# Keywords-in-Context (KWIC) Analysis by Theme

This notebook presents a **Keywords-in-Context (KWIC)** analysis across a collection of documents categorized into different thematic areas. The goal is to examine how the most relevant keywords for each theme are used within the actual textual context of the documents.

### 🔍 Objectives

- Analyze keyword usage contextually within each theme.
- Surface insights about how critical terms are framed in the data.


### 🧪 Analysis Workflow

1. **Load and extract text** from PDF files grouped by theme.
2. **Preprocess** text by removing non-ASCII characters to ensure clean NLP tokenization.
3. **Load top keywords** per theme (previously identified).
4. **Perform KWIC analysis** using spaCy to extract left and right context around each keyword.
5. **Display results** in a structured table showing:
   - Left context
   - Keyword
   - Right context

### 📁 Themes Covered

- Barriers to Access  
- Digital Infrastructure  
- Inclusive Digital Technology  
- Tech Ecosystem  
- Case Studies

---

By comparing how key terms appear across different themes, this notebook enables deeper insights into language patterns and framing within the dataset.

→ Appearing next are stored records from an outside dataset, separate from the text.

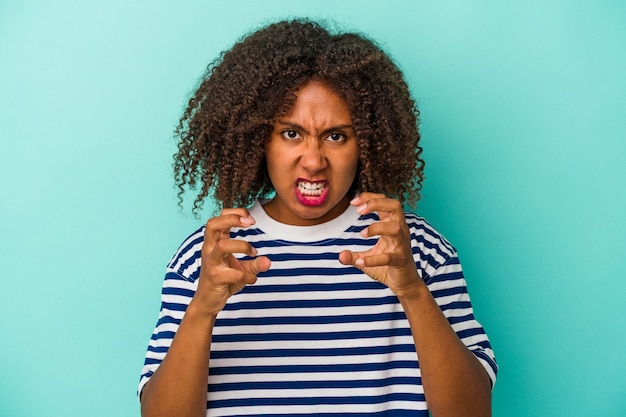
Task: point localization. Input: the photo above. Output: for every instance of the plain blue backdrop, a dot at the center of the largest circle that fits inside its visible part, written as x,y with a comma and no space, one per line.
523,107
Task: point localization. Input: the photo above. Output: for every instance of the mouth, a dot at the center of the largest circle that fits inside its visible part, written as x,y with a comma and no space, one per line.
311,193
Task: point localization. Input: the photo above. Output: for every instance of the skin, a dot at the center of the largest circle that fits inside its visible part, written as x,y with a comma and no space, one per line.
314,142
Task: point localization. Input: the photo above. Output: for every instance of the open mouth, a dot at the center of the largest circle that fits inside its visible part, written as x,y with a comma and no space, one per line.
311,193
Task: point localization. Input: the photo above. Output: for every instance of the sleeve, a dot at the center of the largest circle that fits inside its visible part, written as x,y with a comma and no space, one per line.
179,287
449,288
176,294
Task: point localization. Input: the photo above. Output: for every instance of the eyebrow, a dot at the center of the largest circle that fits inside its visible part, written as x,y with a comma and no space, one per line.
299,128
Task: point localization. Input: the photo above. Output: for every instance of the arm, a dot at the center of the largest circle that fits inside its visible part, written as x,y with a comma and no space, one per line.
455,383
179,385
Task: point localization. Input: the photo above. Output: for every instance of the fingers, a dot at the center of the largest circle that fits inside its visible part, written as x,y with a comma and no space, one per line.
219,227
387,208
360,260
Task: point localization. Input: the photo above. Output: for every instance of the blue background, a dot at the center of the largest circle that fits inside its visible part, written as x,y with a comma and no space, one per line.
523,107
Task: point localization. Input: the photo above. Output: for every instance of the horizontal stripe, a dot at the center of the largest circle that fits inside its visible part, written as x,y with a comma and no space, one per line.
284,385
313,336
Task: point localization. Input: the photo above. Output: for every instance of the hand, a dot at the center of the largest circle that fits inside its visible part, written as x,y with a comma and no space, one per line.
221,274
390,261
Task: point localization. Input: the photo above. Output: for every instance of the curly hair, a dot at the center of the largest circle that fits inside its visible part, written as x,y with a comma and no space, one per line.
244,91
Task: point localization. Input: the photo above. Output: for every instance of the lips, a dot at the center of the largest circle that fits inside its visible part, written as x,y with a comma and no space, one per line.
311,193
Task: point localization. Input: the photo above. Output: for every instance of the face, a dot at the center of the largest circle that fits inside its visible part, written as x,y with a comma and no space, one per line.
312,157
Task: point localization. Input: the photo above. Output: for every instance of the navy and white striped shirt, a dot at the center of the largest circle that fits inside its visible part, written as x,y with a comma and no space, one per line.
313,336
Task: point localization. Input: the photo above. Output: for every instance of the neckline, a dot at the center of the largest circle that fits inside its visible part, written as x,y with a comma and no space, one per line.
319,232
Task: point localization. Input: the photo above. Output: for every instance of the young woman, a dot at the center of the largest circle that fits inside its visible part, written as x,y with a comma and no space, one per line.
312,292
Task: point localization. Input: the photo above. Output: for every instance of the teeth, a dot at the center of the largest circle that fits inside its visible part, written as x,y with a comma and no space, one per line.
311,188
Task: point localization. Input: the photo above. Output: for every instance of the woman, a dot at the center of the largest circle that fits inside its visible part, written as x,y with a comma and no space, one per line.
312,292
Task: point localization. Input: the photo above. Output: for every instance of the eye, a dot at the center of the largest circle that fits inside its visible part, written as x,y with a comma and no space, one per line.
290,134
336,137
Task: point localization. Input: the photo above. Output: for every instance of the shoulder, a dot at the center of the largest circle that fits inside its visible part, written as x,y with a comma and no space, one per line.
186,260
430,248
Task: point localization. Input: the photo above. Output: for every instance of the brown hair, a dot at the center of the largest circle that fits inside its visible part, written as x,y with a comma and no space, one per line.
226,123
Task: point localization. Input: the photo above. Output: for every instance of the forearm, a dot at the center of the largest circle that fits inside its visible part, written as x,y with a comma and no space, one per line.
455,383
179,385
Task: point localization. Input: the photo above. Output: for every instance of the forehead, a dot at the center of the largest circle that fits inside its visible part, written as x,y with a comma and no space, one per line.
316,98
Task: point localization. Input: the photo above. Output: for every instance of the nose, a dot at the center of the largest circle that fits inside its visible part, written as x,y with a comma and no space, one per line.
313,158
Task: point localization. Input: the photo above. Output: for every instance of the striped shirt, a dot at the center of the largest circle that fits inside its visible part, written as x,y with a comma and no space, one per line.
313,336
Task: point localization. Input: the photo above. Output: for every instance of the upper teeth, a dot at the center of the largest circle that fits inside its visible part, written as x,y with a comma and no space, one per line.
314,188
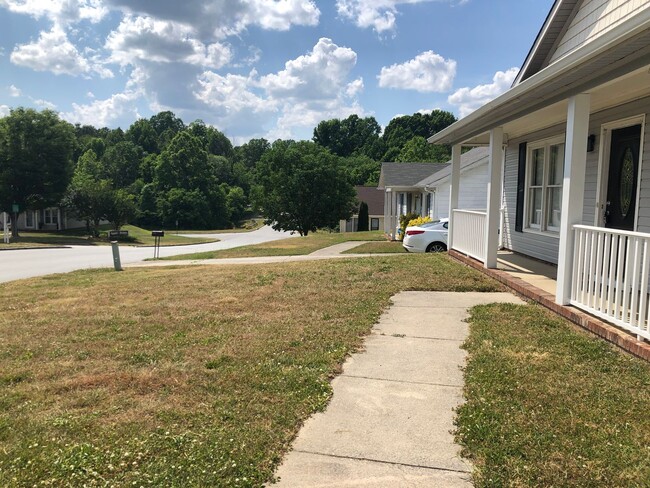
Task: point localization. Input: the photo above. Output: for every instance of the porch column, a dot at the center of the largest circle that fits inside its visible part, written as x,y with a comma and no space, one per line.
453,192
395,216
493,218
573,189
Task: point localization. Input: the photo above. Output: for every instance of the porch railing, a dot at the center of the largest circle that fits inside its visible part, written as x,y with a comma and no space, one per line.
469,233
610,276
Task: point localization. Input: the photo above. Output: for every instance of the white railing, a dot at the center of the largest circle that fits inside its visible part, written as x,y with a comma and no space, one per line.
469,233
610,276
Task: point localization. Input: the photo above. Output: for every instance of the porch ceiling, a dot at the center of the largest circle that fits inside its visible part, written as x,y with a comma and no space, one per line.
597,68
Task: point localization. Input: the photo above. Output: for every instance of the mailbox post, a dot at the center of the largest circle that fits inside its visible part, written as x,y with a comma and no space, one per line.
157,234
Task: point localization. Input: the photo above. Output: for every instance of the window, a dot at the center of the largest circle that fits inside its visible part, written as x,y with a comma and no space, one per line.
51,216
544,186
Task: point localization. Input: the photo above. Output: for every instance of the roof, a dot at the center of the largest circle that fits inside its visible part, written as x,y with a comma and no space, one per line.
406,174
621,51
468,160
374,197
555,25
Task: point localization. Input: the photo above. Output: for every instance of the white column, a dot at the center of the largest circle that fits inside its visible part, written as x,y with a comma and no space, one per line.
573,189
453,191
493,221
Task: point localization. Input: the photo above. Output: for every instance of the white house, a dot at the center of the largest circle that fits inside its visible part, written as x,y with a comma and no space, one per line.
576,179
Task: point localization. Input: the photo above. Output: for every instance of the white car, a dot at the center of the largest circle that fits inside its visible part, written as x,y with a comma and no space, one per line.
429,237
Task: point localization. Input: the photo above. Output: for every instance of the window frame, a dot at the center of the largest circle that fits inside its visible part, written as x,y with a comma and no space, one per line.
546,187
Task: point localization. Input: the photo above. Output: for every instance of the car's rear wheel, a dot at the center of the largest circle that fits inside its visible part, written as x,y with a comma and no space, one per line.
436,247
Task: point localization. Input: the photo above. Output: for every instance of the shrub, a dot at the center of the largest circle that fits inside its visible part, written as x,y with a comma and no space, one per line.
404,220
419,221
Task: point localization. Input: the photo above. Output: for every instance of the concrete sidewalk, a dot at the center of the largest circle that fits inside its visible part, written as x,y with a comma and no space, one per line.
391,416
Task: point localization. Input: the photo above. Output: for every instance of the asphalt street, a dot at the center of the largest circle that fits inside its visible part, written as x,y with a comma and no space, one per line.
18,264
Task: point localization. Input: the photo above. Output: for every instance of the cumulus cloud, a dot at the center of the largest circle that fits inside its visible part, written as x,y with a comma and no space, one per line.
103,113
469,99
144,38
381,15
427,72
60,11
227,17
54,52
309,89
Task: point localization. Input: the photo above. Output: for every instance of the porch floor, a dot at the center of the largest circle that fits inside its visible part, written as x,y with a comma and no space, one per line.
537,273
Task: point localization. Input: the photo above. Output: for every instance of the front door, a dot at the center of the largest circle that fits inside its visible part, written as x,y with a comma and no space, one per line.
623,175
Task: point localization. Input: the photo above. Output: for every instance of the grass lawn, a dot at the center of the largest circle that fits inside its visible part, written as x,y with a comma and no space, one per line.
78,237
291,246
377,248
550,406
194,376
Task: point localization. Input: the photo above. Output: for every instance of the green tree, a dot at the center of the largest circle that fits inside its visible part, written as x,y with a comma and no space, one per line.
363,217
349,136
304,187
36,151
418,150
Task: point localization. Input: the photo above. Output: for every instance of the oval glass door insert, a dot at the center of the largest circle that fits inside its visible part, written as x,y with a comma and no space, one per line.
627,181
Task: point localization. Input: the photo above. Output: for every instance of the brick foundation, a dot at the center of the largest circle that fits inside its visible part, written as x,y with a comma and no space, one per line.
596,326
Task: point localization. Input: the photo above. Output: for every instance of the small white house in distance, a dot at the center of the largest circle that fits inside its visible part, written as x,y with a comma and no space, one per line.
473,191
374,197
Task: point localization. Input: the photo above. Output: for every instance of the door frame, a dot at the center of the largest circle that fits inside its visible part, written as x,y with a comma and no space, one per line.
603,166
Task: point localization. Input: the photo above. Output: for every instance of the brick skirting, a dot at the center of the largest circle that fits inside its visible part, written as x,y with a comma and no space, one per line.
596,326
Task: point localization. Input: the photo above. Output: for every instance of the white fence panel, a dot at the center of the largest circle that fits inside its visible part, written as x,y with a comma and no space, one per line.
610,276
469,233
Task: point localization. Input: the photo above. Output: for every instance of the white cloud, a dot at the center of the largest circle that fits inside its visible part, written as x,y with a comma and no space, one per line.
378,14
59,11
469,99
427,72
102,113
224,18
54,52
144,38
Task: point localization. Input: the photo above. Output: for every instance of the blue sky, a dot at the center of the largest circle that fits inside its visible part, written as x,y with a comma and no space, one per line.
260,68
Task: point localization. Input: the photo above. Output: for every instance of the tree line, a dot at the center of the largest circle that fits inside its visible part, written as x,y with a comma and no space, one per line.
161,172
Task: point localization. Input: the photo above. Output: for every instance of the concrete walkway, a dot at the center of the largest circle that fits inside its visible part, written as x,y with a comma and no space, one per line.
391,416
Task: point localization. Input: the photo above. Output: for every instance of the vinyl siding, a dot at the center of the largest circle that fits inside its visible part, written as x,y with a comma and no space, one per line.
593,19
472,193
545,246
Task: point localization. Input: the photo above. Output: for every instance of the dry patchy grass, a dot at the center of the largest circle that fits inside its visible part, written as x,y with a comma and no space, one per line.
183,376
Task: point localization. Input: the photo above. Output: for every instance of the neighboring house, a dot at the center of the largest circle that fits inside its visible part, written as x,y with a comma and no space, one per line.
473,191
52,218
576,179
402,192
374,197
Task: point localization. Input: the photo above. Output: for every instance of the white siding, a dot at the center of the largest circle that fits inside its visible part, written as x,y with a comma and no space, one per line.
545,246
593,19
472,194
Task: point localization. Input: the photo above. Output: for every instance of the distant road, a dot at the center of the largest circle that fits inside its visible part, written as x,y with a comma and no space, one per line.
27,263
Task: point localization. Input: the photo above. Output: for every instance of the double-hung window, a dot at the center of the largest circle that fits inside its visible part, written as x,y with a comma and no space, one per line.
544,186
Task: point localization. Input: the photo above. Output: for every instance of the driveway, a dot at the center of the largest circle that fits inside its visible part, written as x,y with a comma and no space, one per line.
27,263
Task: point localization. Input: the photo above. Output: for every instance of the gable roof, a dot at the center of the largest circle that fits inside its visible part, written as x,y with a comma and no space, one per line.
555,26
475,157
374,197
406,174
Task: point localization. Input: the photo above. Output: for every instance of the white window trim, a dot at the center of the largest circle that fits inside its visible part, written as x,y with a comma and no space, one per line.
542,229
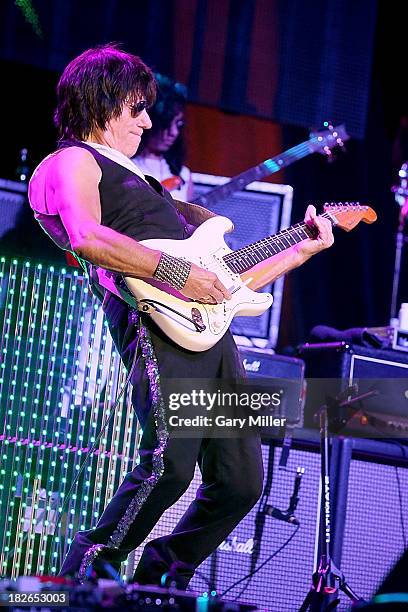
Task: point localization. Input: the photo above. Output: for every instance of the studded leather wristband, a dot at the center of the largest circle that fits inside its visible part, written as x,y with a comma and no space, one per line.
172,270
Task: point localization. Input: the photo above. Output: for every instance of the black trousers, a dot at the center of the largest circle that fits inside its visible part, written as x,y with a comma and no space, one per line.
231,468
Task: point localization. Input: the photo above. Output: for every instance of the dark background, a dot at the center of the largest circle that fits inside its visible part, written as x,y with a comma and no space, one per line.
253,69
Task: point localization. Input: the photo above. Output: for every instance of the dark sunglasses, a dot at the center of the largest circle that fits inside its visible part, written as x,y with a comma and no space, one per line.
137,107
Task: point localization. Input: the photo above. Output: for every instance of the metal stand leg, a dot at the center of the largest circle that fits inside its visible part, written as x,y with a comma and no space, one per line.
328,579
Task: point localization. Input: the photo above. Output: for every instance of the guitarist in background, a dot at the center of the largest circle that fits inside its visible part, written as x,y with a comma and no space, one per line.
161,152
93,200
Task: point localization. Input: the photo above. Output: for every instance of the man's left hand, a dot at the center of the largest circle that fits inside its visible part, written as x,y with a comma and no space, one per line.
324,239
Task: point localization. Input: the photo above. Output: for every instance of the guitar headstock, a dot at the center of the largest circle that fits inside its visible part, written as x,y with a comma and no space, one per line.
348,215
326,140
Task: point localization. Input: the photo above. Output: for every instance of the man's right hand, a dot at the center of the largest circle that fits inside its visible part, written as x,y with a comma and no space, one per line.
204,286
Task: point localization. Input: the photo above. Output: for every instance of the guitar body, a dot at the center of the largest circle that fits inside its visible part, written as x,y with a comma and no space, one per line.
192,325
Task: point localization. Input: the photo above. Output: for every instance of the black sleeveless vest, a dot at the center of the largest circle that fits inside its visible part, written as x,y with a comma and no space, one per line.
131,206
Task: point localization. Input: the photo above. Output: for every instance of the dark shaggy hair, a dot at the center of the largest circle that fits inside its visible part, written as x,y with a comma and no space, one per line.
94,87
171,100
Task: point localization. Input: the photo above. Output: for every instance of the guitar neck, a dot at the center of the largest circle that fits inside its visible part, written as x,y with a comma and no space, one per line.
247,257
257,173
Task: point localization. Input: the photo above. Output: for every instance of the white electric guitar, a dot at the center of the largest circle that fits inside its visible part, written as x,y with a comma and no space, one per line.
196,326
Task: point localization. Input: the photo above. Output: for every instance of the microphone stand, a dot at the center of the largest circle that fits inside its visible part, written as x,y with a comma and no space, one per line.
328,579
401,197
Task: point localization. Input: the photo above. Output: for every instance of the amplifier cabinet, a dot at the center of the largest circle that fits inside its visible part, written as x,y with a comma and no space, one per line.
286,374
331,367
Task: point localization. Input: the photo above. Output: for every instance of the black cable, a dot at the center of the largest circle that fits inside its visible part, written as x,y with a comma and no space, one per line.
404,537
262,564
98,437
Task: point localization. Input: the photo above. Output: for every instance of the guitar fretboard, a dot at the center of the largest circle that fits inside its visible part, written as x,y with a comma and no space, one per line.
259,172
247,257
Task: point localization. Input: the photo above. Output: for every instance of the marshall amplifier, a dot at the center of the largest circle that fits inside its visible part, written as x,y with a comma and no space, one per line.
332,367
282,377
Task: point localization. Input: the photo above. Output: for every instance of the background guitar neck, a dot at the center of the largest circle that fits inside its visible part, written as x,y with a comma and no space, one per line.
257,173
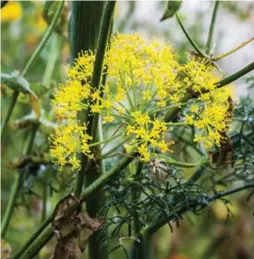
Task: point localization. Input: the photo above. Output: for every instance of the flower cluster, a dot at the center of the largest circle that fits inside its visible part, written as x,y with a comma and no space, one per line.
144,81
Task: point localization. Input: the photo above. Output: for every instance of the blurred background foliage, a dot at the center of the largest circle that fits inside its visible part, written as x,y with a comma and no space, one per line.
211,235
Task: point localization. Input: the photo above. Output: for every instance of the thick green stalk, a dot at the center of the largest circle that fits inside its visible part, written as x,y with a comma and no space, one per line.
9,112
32,250
211,29
30,62
83,33
18,182
91,170
55,48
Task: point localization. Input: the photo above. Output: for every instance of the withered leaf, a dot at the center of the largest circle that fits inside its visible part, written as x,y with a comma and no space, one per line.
73,228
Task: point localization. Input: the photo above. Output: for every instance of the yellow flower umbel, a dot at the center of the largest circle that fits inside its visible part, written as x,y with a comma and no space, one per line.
144,81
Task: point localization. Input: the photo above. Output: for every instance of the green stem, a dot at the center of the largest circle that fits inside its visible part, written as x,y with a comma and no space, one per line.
233,50
44,39
55,48
30,250
236,75
32,238
84,29
44,200
11,203
105,177
211,29
105,30
192,42
9,112
17,186
36,53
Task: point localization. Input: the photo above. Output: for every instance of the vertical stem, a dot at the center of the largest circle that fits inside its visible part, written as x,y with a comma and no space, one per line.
9,112
55,48
83,33
44,200
186,33
96,201
211,29
17,186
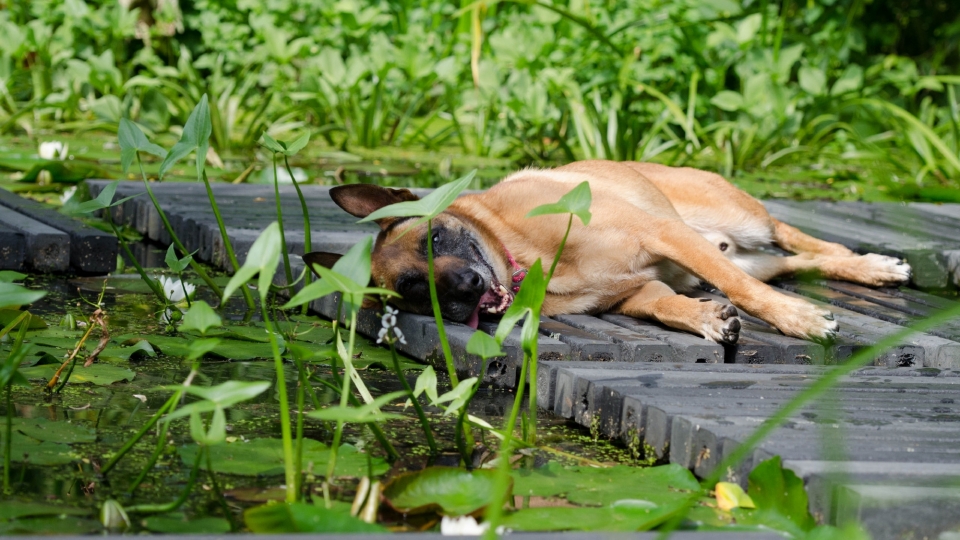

### Importing Required Libraries
In this step, we import essential Python libraries:
- `pandas` for data manipulation,
- `fitz` (PyMuPDF) to extract text from PDF documents,
- `spacy` for natural language processing (NLP) tasks like tokenization.

In [1]:
import pandas as pd
import fitz
import spacy

### Loading the spaCy Language Model
We load the small English spaCy model `en_core_web_sm`, which will be used to tokenize our text and identify keywords in context.


In [2]:
nlp = spacy.load("en_core_web_sm")

### Reading PDF Files from Dataset
Here, we define the dataset folder structure and collect the text data from all PDF files across different thematic folders.
Each file is tagged with:
- its name (filename),
- the theme it belongs to (parent folder name),
- and the path for accessing its contents.

In [3]:
from pathlib import Path

# Relative path to the dataset folder
datasets_folder = Path.cwd().parent / "1_datasets"
raw_text_data = []

# Recursively search for all PDF files in subdirectories
for pdf_path in datasets_folder.rglob("*.pdf"):
    raw_text_data.append(
        {
            "name": pdf_path.stem,  # filename without extension
            "theme": pdf_path.parent.name,  # name of the immediate parent folder
            "path": str(pdf_path),  # path to pdf file for later processing
        }
    )

raw_text_data

[{'name': 'Access Denied',
  'theme': 'barriers_to_access',
  'path': '/Volumes/Adata su650 512gb/C/karim/ET6-CDSP-group-24-repo/1_datasets/barriers_to_access/Access Denied.pdf'},
 {'name': 'Accessibility to digital technology',
  'theme': 'barriers_to_access',
  'path': '/Volumes/Adata su650 512gb/C/karim/ET6-CDSP-group-24-repo/1_datasets/barriers_to_access/Accessibility to digital technology.pdf'},
 {'name': 'Bridging the digital divide',
  'theme': 'barriers_to_access',
  'path': '/Volumes/Adata su650 512gb/C/karim/ET6-CDSP-group-24-repo/1_datasets/barriers_to_access/Bridging the digital divide.pdf'},
 {'name': 'ICT and Disability',
  'theme': 'barriers_to_access',
  'path': '/Volumes/Adata su650 512gb/C/karim/ET6-CDSP-group-24-repo/1_datasets/barriers_to_access/ICT and Disability.pdf'},
 {'name': 'Mobile Disability Gap Report 2021',
  'theme': 'barriers_to_access',
  'path': '/Volumes/Adata su650 512gb/C/karim/ET6-CDSP-group-24-repo/1_datasets/barriers_to_access/Mobile Disability G

### Extracting Text from PDFs
This function, `extract_text_from_pdf()`, uses PyMuPDF to extract all text from a given PDF file, page by page.
It will later be applied to each file collected from the dataset.

In [4]:
def extract_text_from_pdf(pdf_path):
    """
    Extracts all text from a PDF file using PyMuPDF.

    Args:
        pdf_path (str): Path to the PDF file.

    Returns:
        str: Extracted text from the PDF.
    """
    text = ""
    with fitz.open(pdf_path) as doc:
        for page in doc:
            text += page.get_text()
    return text

### Applying Text Extraction
We apply the text extraction function to each file in our dataset.
If any PDF cannot be processed (e.g., due to corruption), we handle the error gracefully and log the file path for reference.

In [6]:
for item in raw_text_data:
    try:
        raw = extract_text_from_pdf(item["path"])
        item["text"] = raw
    except Exception as e:
        item["text"] = None
        print(f"Error with {item['path']}: {e}")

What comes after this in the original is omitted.